Flanders had enough booze in him, and it was getting close enough to the midnight table closing that I reminded him of a long-standing challenge: five bucks to urinate while at a craps table. An extra five to urinate on one. He considered and then declined. I will need to try again on a night when we haven't won so much money.

James sevened out again, leading Dr. Welby to prescribe a good kick to his ass. But when I got the dice, I found the zone. It was indeed way up by the ceiling. I lobbed the dice, hitting the table almost 80 percent of the time, also hitting points and numbers but no sevens. The cocktails kept coming, the pit boss announced "Last shooter!" I stayed hot, inching closer and closer to my holy grail--a ricochet off the ceiling--with each roll. Cheers, more drinks, more money, more points.

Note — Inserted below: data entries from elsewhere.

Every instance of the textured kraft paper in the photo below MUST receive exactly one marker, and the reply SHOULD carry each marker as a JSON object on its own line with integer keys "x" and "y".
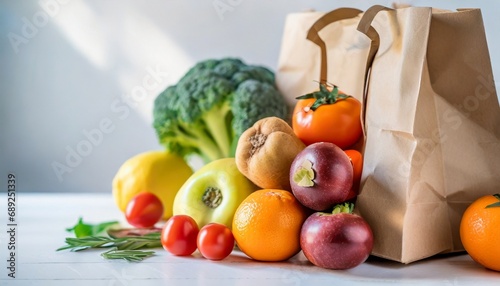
{"x": 322, "y": 47}
{"x": 432, "y": 128}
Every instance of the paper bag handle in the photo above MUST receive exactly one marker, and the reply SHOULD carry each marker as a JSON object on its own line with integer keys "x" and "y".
{"x": 365, "y": 27}
{"x": 325, "y": 20}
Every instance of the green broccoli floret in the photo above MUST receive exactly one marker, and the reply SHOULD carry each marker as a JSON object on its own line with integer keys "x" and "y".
{"x": 212, "y": 104}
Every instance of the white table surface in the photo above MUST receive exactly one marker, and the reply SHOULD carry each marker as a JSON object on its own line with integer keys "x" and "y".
{"x": 42, "y": 219}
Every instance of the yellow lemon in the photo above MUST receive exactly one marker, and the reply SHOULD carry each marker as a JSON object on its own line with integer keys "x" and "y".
{"x": 157, "y": 172}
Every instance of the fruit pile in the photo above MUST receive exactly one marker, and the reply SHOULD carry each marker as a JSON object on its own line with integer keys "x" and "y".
{"x": 289, "y": 187}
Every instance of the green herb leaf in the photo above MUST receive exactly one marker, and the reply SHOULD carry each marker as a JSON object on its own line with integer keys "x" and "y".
{"x": 304, "y": 175}
{"x": 82, "y": 229}
{"x": 129, "y": 255}
{"x": 151, "y": 240}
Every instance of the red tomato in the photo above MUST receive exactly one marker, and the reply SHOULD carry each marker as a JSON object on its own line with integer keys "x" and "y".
{"x": 357, "y": 164}
{"x": 178, "y": 235}
{"x": 144, "y": 210}
{"x": 215, "y": 241}
{"x": 327, "y": 116}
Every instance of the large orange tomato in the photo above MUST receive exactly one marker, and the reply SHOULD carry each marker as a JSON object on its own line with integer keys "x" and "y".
{"x": 327, "y": 116}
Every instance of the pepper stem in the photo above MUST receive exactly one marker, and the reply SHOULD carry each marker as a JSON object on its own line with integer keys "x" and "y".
{"x": 324, "y": 95}
{"x": 212, "y": 197}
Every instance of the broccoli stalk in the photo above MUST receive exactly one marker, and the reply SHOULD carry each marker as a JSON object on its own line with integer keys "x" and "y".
{"x": 216, "y": 126}
{"x": 212, "y": 104}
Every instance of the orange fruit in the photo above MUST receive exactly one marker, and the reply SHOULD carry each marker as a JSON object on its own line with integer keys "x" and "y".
{"x": 480, "y": 231}
{"x": 266, "y": 225}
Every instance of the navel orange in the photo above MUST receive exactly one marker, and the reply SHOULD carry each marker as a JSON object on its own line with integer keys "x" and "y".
{"x": 266, "y": 225}
{"x": 480, "y": 231}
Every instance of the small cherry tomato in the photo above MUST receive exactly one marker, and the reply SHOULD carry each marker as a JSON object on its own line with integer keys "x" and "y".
{"x": 357, "y": 164}
{"x": 178, "y": 235}
{"x": 144, "y": 210}
{"x": 327, "y": 116}
{"x": 215, "y": 241}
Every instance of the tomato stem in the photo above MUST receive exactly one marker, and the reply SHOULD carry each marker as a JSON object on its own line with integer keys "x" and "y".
{"x": 324, "y": 95}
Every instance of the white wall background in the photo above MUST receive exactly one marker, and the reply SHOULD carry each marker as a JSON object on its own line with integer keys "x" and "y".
{"x": 79, "y": 63}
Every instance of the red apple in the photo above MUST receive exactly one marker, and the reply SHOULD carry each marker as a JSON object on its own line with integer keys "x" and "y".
{"x": 336, "y": 241}
{"x": 321, "y": 176}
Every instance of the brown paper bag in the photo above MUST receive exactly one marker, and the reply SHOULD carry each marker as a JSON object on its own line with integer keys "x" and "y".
{"x": 325, "y": 47}
{"x": 432, "y": 126}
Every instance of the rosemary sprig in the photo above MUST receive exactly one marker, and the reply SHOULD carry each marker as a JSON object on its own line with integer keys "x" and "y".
{"x": 129, "y": 255}
{"x": 123, "y": 243}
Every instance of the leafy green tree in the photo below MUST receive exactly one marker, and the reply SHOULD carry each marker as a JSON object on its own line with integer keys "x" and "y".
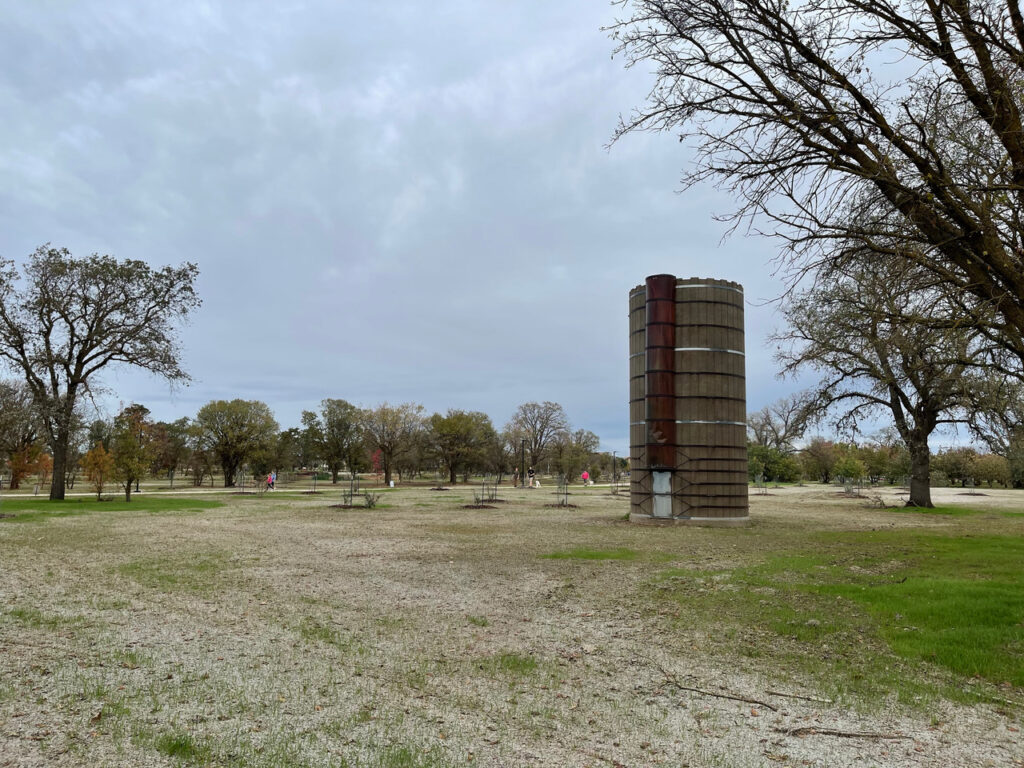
{"x": 289, "y": 452}
{"x": 956, "y": 464}
{"x": 849, "y": 468}
{"x": 98, "y": 467}
{"x": 540, "y": 424}
{"x": 170, "y": 446}
{"x": 572, "y": 452}
{"x": 235, "y": 431}
{"x": 70, "y": 318}
{"x": 772, "y": 463}
{"x": 337, "y": 433}
{"x": 392, "y": 430}
{"x": 790, "y": 111}
{"x": 886, "y": 343}
{"x": 130, "y": 446}
{"x": 461, "y": 439}
{"x": 819, "y": 458}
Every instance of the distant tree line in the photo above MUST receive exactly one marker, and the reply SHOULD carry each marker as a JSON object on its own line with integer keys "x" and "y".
{"x": 778, "y": 451}
{"x": 237, "y": 439}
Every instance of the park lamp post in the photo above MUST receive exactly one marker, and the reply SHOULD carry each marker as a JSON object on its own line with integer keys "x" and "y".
{"x": 522, "y": 462}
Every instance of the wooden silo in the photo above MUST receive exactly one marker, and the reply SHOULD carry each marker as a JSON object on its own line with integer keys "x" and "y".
{"x": 687, "y": 401}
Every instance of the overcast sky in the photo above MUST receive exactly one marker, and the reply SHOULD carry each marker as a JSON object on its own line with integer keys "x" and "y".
{"x": 387, "y": 201}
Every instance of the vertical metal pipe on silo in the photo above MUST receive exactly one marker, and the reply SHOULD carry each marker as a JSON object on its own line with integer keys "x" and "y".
{"x": 660, "y": 390}
{"x": 639, "y": 477}
{"x": 687, "y": 401}
{"x": 711, "y": 402}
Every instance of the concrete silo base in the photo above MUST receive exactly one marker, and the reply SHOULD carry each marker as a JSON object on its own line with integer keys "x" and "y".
{"x": 712, "y": 522}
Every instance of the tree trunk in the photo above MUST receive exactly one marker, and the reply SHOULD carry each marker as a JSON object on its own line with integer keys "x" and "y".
{"x": 921, "y": 481}
{"x": 59, "y": 464}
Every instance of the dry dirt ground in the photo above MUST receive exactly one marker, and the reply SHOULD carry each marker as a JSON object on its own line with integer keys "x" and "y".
{"x": 279, "y": 631}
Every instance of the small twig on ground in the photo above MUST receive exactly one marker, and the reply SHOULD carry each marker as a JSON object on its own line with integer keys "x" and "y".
{"x": 797, "y": 695}
{"x": 809, "y": 730}
{"x": 670, "y": 678}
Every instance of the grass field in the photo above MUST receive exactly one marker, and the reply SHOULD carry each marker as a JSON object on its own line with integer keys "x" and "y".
{"x": 281, "y": 631}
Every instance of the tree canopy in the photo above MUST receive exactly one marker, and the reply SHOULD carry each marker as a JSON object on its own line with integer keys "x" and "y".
{"x": 235, "y": 431}
{"x": 67, "y": 318}
{"x": 894, "y": 126}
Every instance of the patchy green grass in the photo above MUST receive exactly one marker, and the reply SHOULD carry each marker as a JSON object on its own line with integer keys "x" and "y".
{"x": 36, "y": 619}
{"x": 32, "y": 509}
{"x": 182, "y": 748}
{"x": 585, "y": 553}
{"x": 512, "y": 664}
{"x": 880, "y": 601}
{"x": 957, "y": 511}
{"x": 315, "y": 630}
{"x": 200, "y": 572}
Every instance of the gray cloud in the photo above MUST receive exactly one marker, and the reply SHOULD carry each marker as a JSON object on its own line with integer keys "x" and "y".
{"x": 389, "y": 201}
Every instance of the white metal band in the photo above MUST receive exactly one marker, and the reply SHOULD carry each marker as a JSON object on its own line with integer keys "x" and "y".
{"x": 692, "y": 285}
{"x": 694, "y": 421}
{"x": 709, "y": 285}
{"x": 710, "y": 349}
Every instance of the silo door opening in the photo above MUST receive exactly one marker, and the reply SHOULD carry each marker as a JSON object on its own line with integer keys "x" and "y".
{"x": 663, "y": 494}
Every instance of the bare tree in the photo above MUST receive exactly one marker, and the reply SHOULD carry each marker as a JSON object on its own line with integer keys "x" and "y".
{"x": 73, "y": 317}
{"x": 780, "y": 424}
{"x": 881, "y": 122}
{"x": 853, "y": 327}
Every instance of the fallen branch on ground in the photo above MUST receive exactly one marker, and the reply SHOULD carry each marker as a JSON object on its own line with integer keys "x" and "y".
{"x": 809, "y": 730}
{"x": 670, "y": 678}
{"x": 797, "y": 695}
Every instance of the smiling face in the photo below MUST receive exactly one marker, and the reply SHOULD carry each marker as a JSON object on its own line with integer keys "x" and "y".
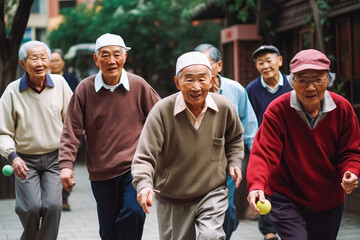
{"x": 268, "y": 65}
{"x": 310, "y": 86}
{"x": 110, "y": 60}
{"x": 194, "y": 83}
{"x": 36, "y": 63}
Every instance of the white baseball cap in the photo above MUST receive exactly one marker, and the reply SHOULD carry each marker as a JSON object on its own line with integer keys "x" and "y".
{"x": 192, "y": 58}
{"x": 109, "y": 39}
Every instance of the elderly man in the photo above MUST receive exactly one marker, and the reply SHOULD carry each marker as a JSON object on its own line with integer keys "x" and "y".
{"x": 238, "y": 96}
{"x": 271, "y": 83}
{"x": 188, "y": 142}
{"x": 306, "y": 153}
{"x": 262, "y": 91}
{"x": 111, "y": 107}
{"x": 32, "y": 112}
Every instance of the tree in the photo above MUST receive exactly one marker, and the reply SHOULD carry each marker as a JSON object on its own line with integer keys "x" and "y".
{"x": 9, "y": 45}
{"x": 158, "y": 32}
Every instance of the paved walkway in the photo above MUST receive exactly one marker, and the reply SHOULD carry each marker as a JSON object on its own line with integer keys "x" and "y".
{"x": 81, "y": 223}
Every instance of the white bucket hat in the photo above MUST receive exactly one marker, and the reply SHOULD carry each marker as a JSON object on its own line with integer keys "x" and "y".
{"x": 192, "y": 58}
{"x": 109, "y": 39}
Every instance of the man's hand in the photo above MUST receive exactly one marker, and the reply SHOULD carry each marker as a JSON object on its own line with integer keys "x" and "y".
{"x": 349, "y": 182}
{"x": 19, "y": 167}
{"x": 145, "y": 197}
{"x": 67, "y": 178}
{"x": 235, "y": 174}
{"x": 254, "y": 196}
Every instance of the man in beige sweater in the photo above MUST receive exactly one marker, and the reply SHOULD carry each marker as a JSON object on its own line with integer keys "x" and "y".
{"x": 189, "y": 140}
{"x": 32, "y": 112}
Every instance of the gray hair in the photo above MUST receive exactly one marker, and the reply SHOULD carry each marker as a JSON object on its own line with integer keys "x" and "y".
{"x": 28, "y": 45}
{"x": 213, "y": 52}
{"x": 330, "y": 76}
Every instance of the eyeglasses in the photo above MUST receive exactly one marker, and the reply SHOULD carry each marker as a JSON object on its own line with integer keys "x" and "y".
{"x": 305, "y": 81}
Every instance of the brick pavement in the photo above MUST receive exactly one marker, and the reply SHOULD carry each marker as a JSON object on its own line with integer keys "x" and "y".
{"x": 81, "y": 223}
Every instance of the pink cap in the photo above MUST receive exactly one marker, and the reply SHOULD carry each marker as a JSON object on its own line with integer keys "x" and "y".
{"x": 309, "y": 59}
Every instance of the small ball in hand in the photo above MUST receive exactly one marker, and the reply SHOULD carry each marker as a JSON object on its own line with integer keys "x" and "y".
{"x": 264, "y": 207}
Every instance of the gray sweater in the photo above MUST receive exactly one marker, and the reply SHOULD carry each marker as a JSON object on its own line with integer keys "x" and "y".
{"x": 183, "y": 163}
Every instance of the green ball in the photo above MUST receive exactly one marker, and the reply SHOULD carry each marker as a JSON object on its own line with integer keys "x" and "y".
{"x": 264, "y": 207}
{"x": 7, "y": 170}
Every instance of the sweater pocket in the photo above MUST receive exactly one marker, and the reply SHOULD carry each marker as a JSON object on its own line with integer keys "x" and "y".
{"x": 217, "y": 150}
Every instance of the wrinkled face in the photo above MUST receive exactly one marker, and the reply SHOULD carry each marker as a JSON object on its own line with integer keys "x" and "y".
{"x": 56, "y": 63}
{"x": 310, "y": 86}
{"x": 36, "y": 63}
{"x": 110, "y": 60}
{"x": 194, "y": 83}
{"x": 268, "y": 65}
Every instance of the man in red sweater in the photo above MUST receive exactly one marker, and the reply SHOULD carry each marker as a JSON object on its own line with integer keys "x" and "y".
{"x": 306, "y": 153}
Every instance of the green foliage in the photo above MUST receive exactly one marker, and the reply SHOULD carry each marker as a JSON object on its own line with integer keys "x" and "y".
{"x": 158, "y": 32}
{"x": 10, "y": 7}
{"x": 324, "y": 9}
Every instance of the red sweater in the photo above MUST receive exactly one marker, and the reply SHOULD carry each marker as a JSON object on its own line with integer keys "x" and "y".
{"x": 305, "y": 164}
{"x": 112, "y": 121}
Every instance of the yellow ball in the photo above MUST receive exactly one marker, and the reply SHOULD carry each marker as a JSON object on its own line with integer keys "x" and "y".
{"x": 264, "y": 207}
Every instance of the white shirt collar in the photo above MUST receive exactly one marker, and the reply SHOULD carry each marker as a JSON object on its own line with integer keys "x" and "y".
{"x": 180, "y": 104}
{"x": 99, "y": 82}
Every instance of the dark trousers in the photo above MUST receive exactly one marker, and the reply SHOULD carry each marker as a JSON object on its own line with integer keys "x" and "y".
{"x": 120, "y": 215}
{"x": 294, "y": 223}
{"x": 265, "y": 225}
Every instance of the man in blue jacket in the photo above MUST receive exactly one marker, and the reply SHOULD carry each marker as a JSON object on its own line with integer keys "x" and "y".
{"x": 262, "y": 91}
{"x": 238, "y": 96}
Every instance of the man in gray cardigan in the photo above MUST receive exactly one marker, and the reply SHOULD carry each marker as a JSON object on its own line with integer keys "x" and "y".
{"x": 189, "y": 140}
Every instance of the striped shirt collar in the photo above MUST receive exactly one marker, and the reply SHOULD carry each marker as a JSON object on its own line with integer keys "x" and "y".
{"x": 99, "y": 82}
{"x": 180, "y": 104}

All good things come to an end, though. When my red, blue and orange chips filled a rack I finally hit the Voldemort and the jig was up. There was applause, not only for me but for the run of good luck we had sustained. Marcus Welby turned to me and said, "I'm not the kind of guy who applauds. But here you've got me doing it."

"Fuck you, Grandpa," I replied. In truth, though, I was touched. I had reached out and melted this ancient germophobe's heart the only way I could: with cold, hard cash.